Records of the Wage Adjustment Board
(Record Group 236)
1941-47
24 cu. ft.
Table of Contents
Established: In the Department of Labor, May 29, 1942, by direction of the President, May 14, 1942. Composed initially of representatives of federal contracting agencies and participating labor unions. Reorganized to include representatives of labor, industry, and the public, October 1943. Functions: Administered the Davis-Bacon Act (46 Stat. 1494), March 3, 1931. Administered the Wage Stabilization Agreement of May 22, 1942, which required wage rates on all government war construction work to be frozen at levels prevailing on July 1, 1942. Beginning October 13, 1943, stabilized private sector building construction wages; adjudicated industry labor disputes; and served as an industry commission of the National War Labor Board (1942-45) and its successor, the National Wage Stabilization Board (1945-47), with its decisions subject to review by those agencies.

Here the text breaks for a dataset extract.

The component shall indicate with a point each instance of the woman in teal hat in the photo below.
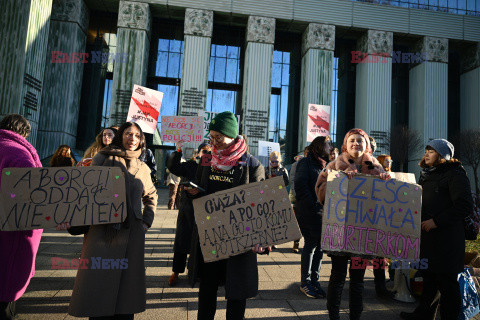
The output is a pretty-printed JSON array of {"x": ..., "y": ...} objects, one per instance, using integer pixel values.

Abolished: Upon termination of the National Wage Stabilization Board, February 24, 1947, pursuant to EO 9809, December 12, 1946.
Finding Aids: Leonard Rapport, comp., Preliminary Inventory of the Records of the Wage Adjustment Board, PI 72 (1954).
236.2 RECORDS OF THE WAGE ADJUSTMENT BOARD
1941-47
23 lin. ft.
Textual Records: Minutes of meetings, 1942-46. Correspondence, 1942-46. Indexes to approximately 16,000 wage-adjustment cases relating to government and private construction work, 1942-47. Case file sample (106 cases), 1942-47. Budget records, 1943-45. Workload reports, 1942-44. Issuances of other federal agencies concerning or affecting the board, 1941-46.
Bibliographic note: Web version based on Guide to Federal Records in the National Archives of the United States. Compiled by Robert B. Matchette et al. Washington, DC: National Archives and Records Administration, 1995.
3 volumes, 2428 pages.
This Web version is updated from time to time to include records processed since 1995.